Margaret de Patta, 1960-1964, Sterling silver, beach stones, pebbles; fabricated. Photo: John Bigelow Taylor

Margaret De Patta was a truly California designer. Originally a painter, she studied in San Diego at the California School of Fine Arts in San Francisco and briefly at the Arts Students League in New York. Always self-directed, she taught herself to make jewelry when she couldn’t find a suitably “modernist” wedding band; she eventually gave up painting entirely, preferring design in three dimensions. Like modern architecture and sculpture, for De Patta jewelry design was about “space, form, tension, organic structure, scale, texture, interpenetration, superimposition, and economy of means.”

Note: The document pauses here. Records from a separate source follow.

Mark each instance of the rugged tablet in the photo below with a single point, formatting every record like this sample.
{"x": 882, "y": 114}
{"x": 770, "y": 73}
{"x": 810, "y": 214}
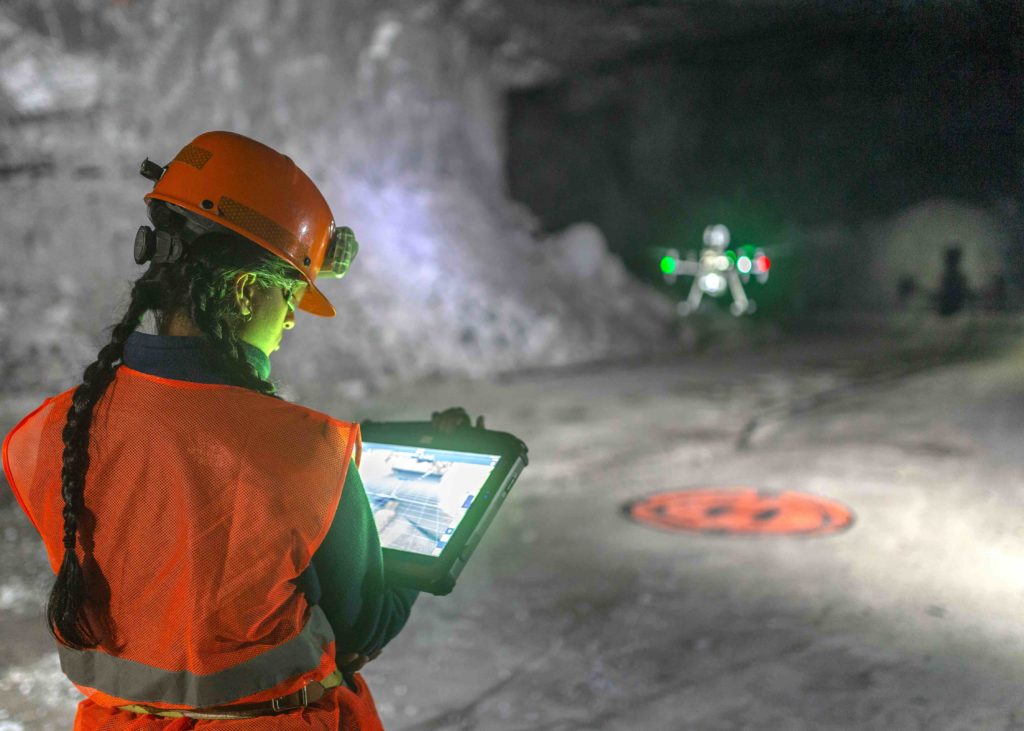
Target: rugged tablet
{"x": 434, "y": 495}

Margaret de Patta, 1947-1950, Sterling silver, pearl; cast, fabricated. Photo: John Bigelow Taylor

In 1941, interested in exploring modernist theories, new materials and techniques, De Patta spent a transformative year studying at the School of Design in Chicago under László Moholy-Nagy. Moholy-Nagy was a former member of the Bauhaus, and his work focused on photography and Constructivist sculpture. “Keen to emulate the Hungarian artist’s concept of ‘vision in motion’ in her jewelry, De Patta invented ingenious ‘opticuts’ in which the facets of rutilated quartz act as transparent windows allowing light to penetrate the stone and reveal its internal structure. She also came to include kinetic elements in her jewelry and emphasized the structure of her pieces by reversing positive and negative design elements.”

Margaret De Patta;White gold, ebony, faceted quartz. Photo courtesy of the Oakland Museum of California, Gift of Eugene Bielawski, The Margaret De Patta Memorial Collection Photo: John Bigelow Taylor

Throughout her life, and in partnership with her second husband industrial designer Eugene Bielawski, De Patta “sought to promote the Bauhaus design philosophy and its democratic social agenda in the Bay Area through a host of creative endeavors, including a production line of affordable modernist jewelry and several educational ventures.”

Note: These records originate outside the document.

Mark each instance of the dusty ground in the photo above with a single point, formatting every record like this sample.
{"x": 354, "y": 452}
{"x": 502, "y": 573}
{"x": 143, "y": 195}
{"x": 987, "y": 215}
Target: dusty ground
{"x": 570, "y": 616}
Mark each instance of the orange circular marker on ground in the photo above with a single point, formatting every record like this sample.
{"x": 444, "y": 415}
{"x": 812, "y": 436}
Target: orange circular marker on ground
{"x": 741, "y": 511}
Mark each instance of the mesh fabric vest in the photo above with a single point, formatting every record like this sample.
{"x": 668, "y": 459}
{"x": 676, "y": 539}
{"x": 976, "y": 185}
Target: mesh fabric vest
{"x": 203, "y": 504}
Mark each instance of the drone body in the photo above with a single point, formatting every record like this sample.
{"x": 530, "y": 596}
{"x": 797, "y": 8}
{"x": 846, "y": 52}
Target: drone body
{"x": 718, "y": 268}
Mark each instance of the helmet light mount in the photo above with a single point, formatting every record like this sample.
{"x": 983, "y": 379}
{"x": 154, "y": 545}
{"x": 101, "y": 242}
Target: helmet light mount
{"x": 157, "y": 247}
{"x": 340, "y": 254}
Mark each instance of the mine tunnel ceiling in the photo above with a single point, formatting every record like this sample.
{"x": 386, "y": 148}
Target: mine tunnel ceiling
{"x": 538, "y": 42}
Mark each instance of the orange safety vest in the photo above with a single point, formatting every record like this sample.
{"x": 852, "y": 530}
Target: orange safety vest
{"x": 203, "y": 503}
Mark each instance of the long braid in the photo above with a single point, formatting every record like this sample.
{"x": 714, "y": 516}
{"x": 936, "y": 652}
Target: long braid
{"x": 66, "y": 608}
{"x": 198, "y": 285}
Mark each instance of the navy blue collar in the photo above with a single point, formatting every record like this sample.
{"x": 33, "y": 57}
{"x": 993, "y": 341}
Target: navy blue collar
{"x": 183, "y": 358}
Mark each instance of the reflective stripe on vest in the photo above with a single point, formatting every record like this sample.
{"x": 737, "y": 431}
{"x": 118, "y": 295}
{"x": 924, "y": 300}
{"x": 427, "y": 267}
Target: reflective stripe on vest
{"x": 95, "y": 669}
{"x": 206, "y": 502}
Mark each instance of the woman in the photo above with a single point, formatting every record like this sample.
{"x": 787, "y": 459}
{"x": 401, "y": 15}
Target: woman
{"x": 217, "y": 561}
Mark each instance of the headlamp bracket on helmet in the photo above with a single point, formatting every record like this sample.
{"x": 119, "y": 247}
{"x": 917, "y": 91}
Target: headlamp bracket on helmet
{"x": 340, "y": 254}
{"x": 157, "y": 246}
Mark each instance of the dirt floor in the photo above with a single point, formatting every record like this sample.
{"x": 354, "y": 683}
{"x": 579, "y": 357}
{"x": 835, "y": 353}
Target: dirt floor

Space-Light-Structure: The Jewelry of Margaret De Patta is the first major retrospective of this seminal figure in the American studio jewelry movement. The exhibition, which made its debut at the Oakland Museum of California in February, is a comprehensive overview of her oeuvre offering new scholarship on how this American Modernist influenced studio jewelry as both maker and social activist. Space-Light-Structure: The Jewelry of Margaret De Patta will feature 50 jewelry pieces as well as ceramics, flatware, photographs, photograms, and newly released archival material. In addition, the exhibition will display Constructivist pieces by such renowned European modernists as László Moholy-Nagy, György Kepes, and El Lissitzky, whose work shaped De Patta’s aesthetic sensibility and vision. It will be on view at the Museum of Arts and Design from June 5 through September 23, 2012.

Margaret de Patta, 1947-1950, Sterling silver, coral, malachite; fabricated, patinate. Photo: John Bigelow Taylor

The partnership of the Museum of Arts and Design and the Oakland Museum of California on this thought-provoking tribute is particularly appropriate, as each institution played a significant role in the development of De Patta’s career, and each has been dedicated to celebrating her achievements with important works by the artist in their collections.

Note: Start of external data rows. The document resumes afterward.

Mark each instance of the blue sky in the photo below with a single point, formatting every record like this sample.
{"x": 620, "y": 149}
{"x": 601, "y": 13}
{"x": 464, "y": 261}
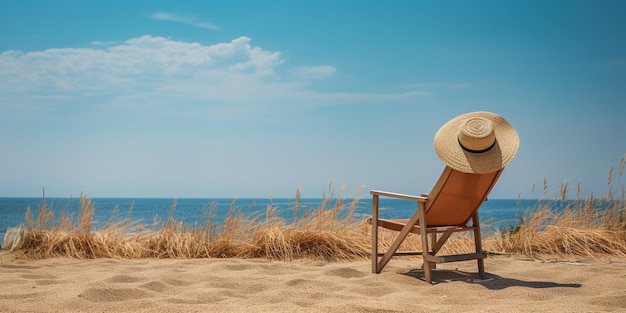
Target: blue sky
{"x": 237, "y": 99}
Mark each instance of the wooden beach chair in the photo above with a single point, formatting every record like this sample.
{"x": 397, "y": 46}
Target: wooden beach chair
{"x": 451, "y": 206}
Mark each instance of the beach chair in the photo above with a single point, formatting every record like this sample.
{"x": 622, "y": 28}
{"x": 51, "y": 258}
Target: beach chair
{"x": 451, "y": 206}
{"x": 475, "y": 148}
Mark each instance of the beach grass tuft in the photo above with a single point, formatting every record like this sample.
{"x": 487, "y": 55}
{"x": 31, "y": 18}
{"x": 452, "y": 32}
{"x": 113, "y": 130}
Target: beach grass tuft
{"x": 583, "y": 227}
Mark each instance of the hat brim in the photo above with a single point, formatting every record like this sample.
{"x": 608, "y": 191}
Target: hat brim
{"x": 453, "y": 155}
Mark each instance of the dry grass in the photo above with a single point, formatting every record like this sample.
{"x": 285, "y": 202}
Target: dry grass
{"x": 587, "y": 227}
{"x": 318, "y": 234}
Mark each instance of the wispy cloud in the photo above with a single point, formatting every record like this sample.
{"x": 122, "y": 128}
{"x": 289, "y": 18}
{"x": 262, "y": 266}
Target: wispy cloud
{"x": 314, "y": 72}
{"x": 159, "y": 73}
{"x": 178, "y": 18}
{"x": 436, "y": 86}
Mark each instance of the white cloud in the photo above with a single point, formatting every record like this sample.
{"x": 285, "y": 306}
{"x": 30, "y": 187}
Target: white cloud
{"x": 314, "y": 72}
{"x": 162, "y": 16}
{"x": 437, "y": 86}
{"x": 155, "y": 72}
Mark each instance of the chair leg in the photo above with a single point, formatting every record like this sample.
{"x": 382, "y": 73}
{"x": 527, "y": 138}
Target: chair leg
{"x": 479, "y": 246}
{"x": 425, "y": 249}
{"x": 375, "y": 234}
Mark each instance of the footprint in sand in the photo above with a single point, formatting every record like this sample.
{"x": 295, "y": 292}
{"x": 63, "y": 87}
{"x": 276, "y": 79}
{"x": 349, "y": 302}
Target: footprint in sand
{"x": 114, "y": 294}
{"x": 345, "y": 273}
{"x": 120, "y": 279}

Margaret de Patta, 14k yellow gold, ebony, wire; forged, fabricated. Photo: John Bigelow Taylor

“Margaret De Patta’s bold, yet meticulously conceived broaches, pendants, and rings signaled a radical departure from prevailing moribund designs and practices. Through extraordinary technical innovations she aligned her jewelry with modernist design aesthetics to create an art reflective of her time,” says Ursula Ilse-Neuman, MAD’s Curator of Jewelry. “Her cerebral jewelry expresses her own evolving aesthetic and social philosophy as it unfolded over four decades of enormous change in American society.”

“Margaret De Patta’s jewelry is a stunning example of how a California pioneer influenced significant changes in the art of jewelry making,” says Julie Muñiz, OMCA’s Associate Curator of Design & Decorative Arts.